The British industrialists have long supported, vocally and financially, the United Party rather than the Nationalists and the latter have made propaganda of this among both urban and country workers, but this in itself does not brand the Nationalists as anti-capitalists in the general sense. Afrikaner nationalism saw itself being attacked on two fronts. Firstly, by the colonialist interference of British imperialism and secondly, by the opposing nationalisms of the African and Indian. To deal with the first it was seen as essential to build up a strong industrial South Africa, and to deal with the second to develop apartheid. Here was the Nationalists’ dilemma, for the first policy inevitably came into conflict with the second. The result was a compromise of sorts; strict apartheid was thrown out, but there were increasing measures of social discrimination in housing, health and political rights.

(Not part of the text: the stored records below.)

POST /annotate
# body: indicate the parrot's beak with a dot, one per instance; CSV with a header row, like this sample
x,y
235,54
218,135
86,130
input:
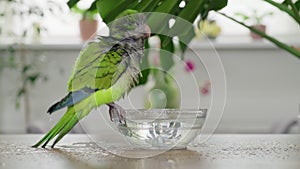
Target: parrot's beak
x,y
147,31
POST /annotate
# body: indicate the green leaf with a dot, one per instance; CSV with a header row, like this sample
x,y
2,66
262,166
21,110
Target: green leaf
x,y
189,13
166,52
185,39
297,4
110,9
72,3
159,23
146,5
217,4
285,9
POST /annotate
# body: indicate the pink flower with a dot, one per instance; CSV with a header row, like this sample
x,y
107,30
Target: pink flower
x,y
189,66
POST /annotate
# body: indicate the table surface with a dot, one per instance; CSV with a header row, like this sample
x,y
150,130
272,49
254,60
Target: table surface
x,y
218,152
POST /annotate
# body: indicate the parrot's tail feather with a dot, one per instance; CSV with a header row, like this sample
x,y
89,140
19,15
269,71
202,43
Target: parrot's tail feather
x,y
57,128
67,122
71,99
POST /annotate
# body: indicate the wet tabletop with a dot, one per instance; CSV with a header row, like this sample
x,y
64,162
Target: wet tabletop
x,y
218,152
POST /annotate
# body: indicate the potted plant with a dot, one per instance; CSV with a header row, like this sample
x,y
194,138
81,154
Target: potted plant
x,y
88,24
256,20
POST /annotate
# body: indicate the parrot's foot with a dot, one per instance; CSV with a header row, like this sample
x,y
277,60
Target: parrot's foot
x,y
116,111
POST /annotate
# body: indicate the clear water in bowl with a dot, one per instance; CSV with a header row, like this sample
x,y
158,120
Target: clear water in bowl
x,y
162,129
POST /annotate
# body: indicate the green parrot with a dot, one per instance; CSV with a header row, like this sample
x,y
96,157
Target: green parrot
x,y
106,69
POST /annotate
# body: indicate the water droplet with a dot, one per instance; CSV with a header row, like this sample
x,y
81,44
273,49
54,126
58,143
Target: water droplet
x,y
171,164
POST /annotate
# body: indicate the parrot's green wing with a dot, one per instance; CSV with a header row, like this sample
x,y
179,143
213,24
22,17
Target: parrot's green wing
x,y
94,70
98,69
104,71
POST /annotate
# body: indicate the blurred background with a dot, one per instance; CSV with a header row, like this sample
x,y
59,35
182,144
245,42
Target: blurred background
x,y
40,40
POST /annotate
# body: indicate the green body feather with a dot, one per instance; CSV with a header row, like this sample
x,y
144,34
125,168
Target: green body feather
x,y
108,66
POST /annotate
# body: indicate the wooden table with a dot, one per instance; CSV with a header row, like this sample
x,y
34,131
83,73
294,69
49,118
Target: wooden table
x,y
219,152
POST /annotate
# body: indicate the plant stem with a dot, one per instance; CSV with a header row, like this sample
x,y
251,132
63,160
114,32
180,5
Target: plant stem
x,y
295,10
281,45
26,94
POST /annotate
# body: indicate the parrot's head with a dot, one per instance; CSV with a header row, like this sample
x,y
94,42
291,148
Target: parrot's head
x,y
130,24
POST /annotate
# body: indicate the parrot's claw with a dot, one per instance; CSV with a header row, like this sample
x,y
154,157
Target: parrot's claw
x,y
116,111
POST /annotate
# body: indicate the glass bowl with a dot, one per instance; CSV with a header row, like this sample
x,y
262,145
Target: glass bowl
x,y
162,128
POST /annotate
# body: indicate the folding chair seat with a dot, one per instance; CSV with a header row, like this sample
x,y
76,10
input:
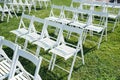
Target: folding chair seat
x,y
33,34
15,4
75,3
46,41
52,15
100,27
66,49
23,28
79,23
5,61
24,74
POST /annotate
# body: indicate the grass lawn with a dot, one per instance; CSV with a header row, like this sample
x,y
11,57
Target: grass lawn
x,y
100,64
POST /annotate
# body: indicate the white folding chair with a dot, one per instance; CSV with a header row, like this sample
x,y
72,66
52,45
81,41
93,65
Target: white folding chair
x,y
67,13
67,50
100,27
74,2
23,74
5,61
45,2
46,41
52,15
32,34
23,28
114,13
79,23
26,3
3,10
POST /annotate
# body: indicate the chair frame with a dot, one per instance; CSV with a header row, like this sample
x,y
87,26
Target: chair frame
x,y
27,55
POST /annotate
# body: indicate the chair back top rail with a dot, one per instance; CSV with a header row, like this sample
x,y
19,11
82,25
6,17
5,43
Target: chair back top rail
x,y
54,24
56,7
8,44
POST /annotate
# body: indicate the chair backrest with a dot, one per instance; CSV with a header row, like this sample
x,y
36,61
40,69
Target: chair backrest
x,y
103,18
56,7
34,20
23,23
68,11
8,44
29,56
74,30
50,23
14,1
75,2
81,11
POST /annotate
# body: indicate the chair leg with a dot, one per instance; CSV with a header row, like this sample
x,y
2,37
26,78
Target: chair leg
x,y
38,51
56,31
71,69
25,44
84,35
68,35
100,39
2,17
54,59
16,39
51,61
116,20
82,55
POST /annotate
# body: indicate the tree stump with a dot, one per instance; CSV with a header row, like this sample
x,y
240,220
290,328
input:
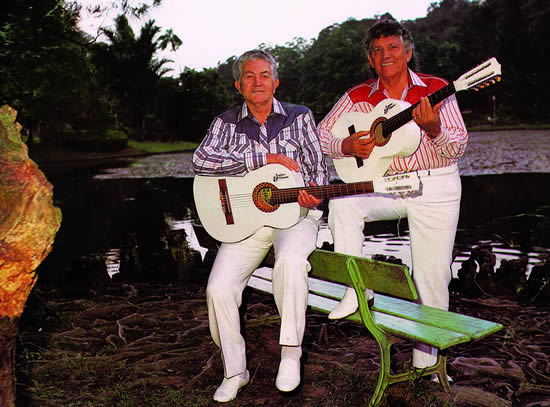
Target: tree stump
x,y
28,224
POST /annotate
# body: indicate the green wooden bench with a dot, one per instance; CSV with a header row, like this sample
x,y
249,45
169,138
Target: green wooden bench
x,y
391,319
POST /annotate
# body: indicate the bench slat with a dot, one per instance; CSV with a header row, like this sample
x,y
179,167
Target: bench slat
x,y
406,329
475,328
331,266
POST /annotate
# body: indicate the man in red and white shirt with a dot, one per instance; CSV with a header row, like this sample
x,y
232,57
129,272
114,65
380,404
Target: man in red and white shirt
x,y
433,212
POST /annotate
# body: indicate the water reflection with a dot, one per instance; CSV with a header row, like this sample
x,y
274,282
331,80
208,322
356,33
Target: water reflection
x,y
488,153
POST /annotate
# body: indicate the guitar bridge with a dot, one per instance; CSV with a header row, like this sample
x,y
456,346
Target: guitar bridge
x,y
225,202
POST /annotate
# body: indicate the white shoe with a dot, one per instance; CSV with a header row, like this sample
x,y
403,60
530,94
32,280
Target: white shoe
x,y
230,387
288,377
348,305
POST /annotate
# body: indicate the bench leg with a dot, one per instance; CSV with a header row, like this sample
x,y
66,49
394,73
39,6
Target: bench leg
x,y
386,379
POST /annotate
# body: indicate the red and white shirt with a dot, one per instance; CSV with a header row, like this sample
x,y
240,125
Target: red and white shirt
x,y
440,151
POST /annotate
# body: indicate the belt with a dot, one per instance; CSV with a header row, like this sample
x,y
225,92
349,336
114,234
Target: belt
x,y
437,171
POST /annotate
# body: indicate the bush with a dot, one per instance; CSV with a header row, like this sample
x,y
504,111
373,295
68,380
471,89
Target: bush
x,y
109,140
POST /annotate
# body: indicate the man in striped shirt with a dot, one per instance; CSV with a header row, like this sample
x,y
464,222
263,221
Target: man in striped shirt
x,y
432,212
259,132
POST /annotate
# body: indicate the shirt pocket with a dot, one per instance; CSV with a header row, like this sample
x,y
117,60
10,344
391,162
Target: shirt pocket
x,y
286,144
239,143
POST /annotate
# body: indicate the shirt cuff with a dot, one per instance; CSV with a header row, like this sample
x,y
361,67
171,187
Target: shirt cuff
x,y
254,161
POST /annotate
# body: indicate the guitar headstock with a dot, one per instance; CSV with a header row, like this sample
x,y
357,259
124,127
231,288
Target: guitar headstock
x,y
397,184
483,75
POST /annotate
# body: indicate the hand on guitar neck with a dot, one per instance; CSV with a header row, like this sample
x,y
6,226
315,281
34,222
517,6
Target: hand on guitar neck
x,y
305,199
427,117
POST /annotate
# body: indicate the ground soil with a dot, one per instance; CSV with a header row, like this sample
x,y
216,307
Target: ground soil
x,y
149,345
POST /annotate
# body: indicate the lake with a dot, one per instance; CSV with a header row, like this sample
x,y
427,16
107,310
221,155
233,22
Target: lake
x,y
504,174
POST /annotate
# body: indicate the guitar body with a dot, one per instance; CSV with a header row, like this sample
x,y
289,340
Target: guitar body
x,y
240,211
403,142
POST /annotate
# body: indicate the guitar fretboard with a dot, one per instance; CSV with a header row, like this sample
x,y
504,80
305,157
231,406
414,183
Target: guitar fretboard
x,y
405,116
287,195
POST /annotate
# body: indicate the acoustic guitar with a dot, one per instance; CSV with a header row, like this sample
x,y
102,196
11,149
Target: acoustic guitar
x,y
233,208
391,125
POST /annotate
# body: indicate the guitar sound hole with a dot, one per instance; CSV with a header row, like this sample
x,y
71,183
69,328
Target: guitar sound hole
x,y
263,197
377,130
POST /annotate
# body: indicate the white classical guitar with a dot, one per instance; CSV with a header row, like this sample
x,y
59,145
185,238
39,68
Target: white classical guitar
x,y
233,208
391,125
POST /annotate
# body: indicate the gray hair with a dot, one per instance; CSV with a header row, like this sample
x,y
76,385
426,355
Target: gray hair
x,y
252,55
387,27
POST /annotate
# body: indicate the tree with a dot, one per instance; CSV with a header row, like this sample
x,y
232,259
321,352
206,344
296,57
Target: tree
x,y
333,63
43,65
128,69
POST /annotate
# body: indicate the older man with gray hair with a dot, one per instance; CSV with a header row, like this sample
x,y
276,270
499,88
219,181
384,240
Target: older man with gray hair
x,y
259,132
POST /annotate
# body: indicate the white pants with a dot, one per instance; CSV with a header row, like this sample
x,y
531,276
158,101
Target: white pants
x,y
432,216
234,264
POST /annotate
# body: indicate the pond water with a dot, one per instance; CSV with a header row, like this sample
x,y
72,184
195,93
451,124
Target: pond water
x,y
504,174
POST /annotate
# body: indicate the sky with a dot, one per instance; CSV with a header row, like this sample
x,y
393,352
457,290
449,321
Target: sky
x,y
212,31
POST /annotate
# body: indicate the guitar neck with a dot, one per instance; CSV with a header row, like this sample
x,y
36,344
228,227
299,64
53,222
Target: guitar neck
x,y
288,195
405,116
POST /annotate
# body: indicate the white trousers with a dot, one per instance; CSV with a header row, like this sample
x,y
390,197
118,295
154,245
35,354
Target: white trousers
x,y
432,216
234,264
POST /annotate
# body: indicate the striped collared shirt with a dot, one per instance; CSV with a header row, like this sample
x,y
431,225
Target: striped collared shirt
x,y
237,143
440,151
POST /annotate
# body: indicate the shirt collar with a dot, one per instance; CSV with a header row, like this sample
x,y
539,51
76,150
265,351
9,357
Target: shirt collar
x,y
276,108
414,80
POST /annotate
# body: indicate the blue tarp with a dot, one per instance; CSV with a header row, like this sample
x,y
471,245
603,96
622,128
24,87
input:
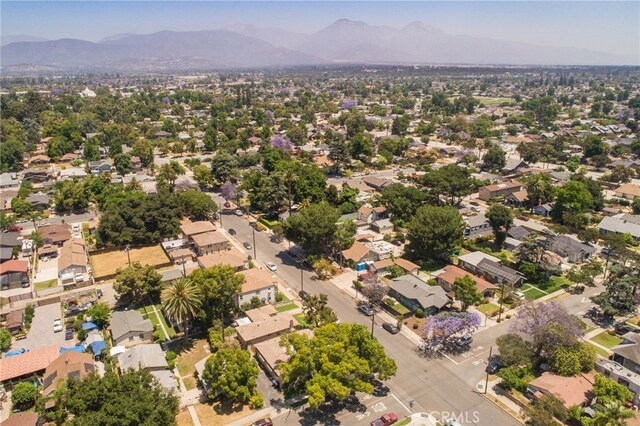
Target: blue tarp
x,y
78,348
97,347
89,326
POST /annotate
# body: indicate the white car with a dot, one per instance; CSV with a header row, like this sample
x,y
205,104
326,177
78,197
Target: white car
x,y
272,266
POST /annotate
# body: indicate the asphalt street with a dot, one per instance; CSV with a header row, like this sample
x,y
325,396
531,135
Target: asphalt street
x,y
438,386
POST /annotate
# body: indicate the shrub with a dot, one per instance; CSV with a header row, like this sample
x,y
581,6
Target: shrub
x,y
256,401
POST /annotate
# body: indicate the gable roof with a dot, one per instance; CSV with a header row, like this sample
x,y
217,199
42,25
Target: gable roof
x,y
124,322
414,288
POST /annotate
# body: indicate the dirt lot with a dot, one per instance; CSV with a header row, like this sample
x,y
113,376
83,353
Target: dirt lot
x,y
105,264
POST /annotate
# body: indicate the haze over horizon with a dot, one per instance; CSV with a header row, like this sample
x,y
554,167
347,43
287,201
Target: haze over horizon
x,y
611,27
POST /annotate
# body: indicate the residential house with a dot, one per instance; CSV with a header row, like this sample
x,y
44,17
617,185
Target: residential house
x,y
358,253
72,262
449,274
490,268
476,226
28,364
268,328
68,365
414,294
149,357
572,250
543,210
228,257
499,189
382,226
14,274
621,224
38,201
9,181
576,390
128,328
55,234
628,191
257,283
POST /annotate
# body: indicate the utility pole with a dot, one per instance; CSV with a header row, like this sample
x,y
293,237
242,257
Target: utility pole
x,y
486,382
255,255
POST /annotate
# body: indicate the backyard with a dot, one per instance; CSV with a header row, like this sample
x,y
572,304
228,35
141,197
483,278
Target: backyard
x,y
105,264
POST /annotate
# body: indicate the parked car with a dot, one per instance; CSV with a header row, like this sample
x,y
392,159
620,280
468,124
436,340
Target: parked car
x,y
366,309
385,420
272,266
464,340
263,422
15,352
391,328
494,366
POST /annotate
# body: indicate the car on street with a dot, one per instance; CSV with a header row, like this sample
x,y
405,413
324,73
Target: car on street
x,y
494,366
464,340
15,352
366,309
385,420
391,328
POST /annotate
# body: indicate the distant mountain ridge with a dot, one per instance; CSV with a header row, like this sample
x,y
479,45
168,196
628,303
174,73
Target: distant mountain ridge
x,y
238,46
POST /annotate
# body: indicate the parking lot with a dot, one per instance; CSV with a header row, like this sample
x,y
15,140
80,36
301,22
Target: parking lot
x,y
41,333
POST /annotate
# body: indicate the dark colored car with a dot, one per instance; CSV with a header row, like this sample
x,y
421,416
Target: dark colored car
x,y
464,340
391,328
494,366
367,310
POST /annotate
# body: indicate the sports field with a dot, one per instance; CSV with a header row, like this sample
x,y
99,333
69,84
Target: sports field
x,y
105,264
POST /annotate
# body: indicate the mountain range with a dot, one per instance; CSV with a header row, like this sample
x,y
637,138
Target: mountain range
x,y
239,46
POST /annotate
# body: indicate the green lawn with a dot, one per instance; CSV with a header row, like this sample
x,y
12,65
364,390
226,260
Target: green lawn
x,y
606,340
46,284
600,351
287,307
488,309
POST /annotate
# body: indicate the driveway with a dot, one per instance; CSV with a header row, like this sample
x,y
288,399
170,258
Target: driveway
x,y
41,333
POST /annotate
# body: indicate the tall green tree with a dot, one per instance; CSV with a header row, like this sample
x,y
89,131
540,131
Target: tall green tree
x,y
181,301
435,233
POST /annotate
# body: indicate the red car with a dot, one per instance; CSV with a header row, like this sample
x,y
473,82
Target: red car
x,y
385,420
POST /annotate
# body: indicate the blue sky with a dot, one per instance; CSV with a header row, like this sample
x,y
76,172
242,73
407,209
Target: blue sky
x,y
611,26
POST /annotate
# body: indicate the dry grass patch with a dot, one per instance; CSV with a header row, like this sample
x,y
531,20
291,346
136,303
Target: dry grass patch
x,y
105,264
218,414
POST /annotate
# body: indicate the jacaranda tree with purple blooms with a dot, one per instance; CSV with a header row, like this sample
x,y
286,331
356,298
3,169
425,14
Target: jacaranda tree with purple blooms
x,y
349,103
279,142
442,327
546,326
229,191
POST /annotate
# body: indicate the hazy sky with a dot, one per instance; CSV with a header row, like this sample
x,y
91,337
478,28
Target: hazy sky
x,y
604,25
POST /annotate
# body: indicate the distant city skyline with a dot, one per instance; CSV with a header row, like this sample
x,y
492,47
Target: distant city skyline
x,y
607,26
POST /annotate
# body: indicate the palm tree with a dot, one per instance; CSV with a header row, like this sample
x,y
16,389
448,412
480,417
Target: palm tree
x,y
181,301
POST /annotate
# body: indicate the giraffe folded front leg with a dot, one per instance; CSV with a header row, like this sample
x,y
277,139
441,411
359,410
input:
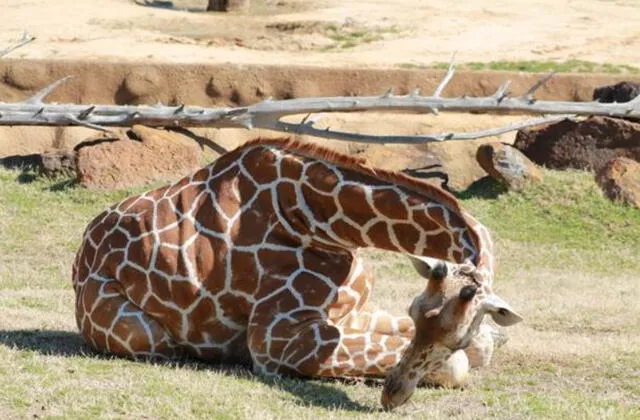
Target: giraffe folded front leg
x,y
110,323
316,348
480,350
376,320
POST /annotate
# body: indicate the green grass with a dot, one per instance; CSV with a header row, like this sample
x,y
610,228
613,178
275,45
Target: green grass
x,y
345,37
567,261
535,66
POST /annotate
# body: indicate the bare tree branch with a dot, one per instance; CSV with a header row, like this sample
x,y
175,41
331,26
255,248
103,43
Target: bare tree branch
x,y
26,38
43,93
269,113
447,77
308,129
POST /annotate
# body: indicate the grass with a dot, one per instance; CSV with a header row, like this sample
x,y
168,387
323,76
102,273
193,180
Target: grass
x,y
345,37
568,262
536,66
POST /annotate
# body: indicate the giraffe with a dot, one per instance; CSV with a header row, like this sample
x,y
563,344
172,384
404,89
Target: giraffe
x,y
255,259
450,336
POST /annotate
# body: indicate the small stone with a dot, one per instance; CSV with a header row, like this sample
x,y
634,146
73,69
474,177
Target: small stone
x,y
58,162
508,165
620,92
620,181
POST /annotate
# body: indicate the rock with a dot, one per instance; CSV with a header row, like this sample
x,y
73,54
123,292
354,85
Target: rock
x,y
507,165
620,92
587,144
58,162
620,180
154,156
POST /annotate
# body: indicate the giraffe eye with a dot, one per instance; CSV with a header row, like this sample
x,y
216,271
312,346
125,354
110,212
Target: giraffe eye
x,y
468,292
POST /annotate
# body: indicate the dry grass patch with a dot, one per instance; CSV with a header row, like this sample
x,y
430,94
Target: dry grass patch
x,y
568,263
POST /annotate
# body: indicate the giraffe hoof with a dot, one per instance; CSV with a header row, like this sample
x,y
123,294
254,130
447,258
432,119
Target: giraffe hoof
x,y
439,272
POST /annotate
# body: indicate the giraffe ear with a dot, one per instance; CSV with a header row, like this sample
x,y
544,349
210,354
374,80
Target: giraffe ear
x,y
501,312
429,267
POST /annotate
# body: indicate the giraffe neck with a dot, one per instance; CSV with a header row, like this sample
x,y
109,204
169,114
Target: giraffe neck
x,y
344,207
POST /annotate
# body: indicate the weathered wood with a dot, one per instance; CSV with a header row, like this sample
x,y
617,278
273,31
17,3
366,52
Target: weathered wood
x,y
26,38
268,114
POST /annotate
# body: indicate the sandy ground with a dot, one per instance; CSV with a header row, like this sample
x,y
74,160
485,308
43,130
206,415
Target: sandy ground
x,y
329,32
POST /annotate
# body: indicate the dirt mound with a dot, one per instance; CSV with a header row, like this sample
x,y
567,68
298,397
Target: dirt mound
x,y
587,144
233,85
152,155
620,181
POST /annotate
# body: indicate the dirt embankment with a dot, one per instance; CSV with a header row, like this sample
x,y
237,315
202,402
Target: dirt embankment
x,y
237,85
227,84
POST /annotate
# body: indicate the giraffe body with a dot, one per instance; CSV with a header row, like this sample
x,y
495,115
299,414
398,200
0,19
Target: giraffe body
x,y
254,259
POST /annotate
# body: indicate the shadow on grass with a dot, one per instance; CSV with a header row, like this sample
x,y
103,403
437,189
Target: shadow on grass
x,y
316,392
486,187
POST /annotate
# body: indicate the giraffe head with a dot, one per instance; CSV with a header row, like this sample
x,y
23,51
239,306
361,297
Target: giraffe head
x,y
447,315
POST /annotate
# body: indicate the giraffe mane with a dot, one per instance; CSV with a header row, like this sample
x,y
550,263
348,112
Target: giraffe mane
x,y
361,166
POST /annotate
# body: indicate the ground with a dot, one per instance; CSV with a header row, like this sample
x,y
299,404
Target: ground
x,y
372,32
567,262
567,257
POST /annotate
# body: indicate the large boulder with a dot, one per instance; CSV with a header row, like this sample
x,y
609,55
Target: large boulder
x,y
587,144
143,156
508,165
620,180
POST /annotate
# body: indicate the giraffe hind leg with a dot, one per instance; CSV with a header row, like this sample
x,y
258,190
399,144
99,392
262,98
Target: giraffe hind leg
x,y
110,323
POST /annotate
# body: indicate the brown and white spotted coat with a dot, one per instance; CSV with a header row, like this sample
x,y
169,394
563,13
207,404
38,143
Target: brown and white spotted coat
x,y
254,258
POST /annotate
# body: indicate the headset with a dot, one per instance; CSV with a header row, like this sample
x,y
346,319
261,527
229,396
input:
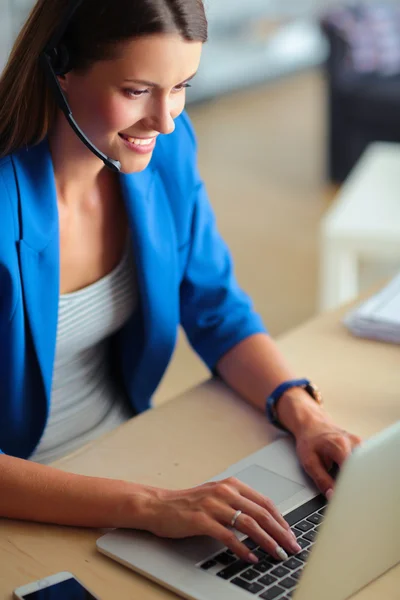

Having said that the National Party is not establishing strict apartheid, which would be disastrous for industrial development, it still remains a fact that policies pursued by the regime have not helped the development of South Africa’s industrial potential. In particular they have, through a combination of Pass laws, segregation in residential areas, repression of trade unions etc., bolstered with state power the system of migratory labour. This system was common during early industrialisation, but unusual and highly unsuitable to the commercially complicated and automated structure of modern capitalism. Such a structure requires a trained, disciplined and reliable work force and this can only be approached where workers are permanently resident in urban areas, settled in their family relations and having the inducement to involve themselves in industry. The migratory labour system prevents this by herding workers together in all male compounds, or male ghettos, by denying them political right in urban areas, and by turning their attention back towards their small patch of land on the reserve. The result, as H. R. Barrows has explained, is that:

“Though the traditional structure of the African family and tribal life is disintegrating because of its inadequacy when brought into close contact with the developing exchange economy with its implicit wage system, its breakdown is being protracted by the system of segregation and migrant labour. The social disadvantages of sudden disruption have been avoided at the cost of delaying specialisation. As a result, there is to-day no self supporting peasant economy, no permanent agricultural labour force, and no stable urban population.”

Labour turnover in South African industry is enormous, compared with similarly industrialised areas elsewhere in the world. The Tomlinson Commission recorded turnovers of 117 per cent in a period of ten months in Johannesburg around 1948 and Sheila Van der Horst a figure of 138 per cent in East London generally, with 600 per cent in the building industry around 1957.

The National government is committed to the further industrial expansion of South Africa, but it is hampered by an out-dated political ideology, which it can only enforce by a massive system of state repression. It is a capitalist party since it governs a country completely dominated by capitalism, and a long way from the agricultural economy of the old Boers. Afrikaner farmers have themselves invested in industry, merging more and more into a common capitalist class, and there has been a significant growth in state corporations, and state financed industries under the Nationalists. While the removal of all racial barriers in employment and political rights might well advance industry in South Africa tremendously, such a course should not necessarily be expected in the immediate future. Further repression might lead to a bloody revolt, yet it may well be the fear of the existing native white ruling class in South Africa of such a revolt that causes them to support National Party policies. Capitalism would not fall through such a revolt but the existing capitalists might well be turfed out. Even the United Party is aware of this and has retained from the days of Smuts’ leadership a less rigorous policy of “separation” of the different ethnic groups. Only the now dissolved Liberal Party has openly demanded a multi-racial society, and in this they have only really represented the hopes of foreign capital for a greater field of exploitation in South Africa.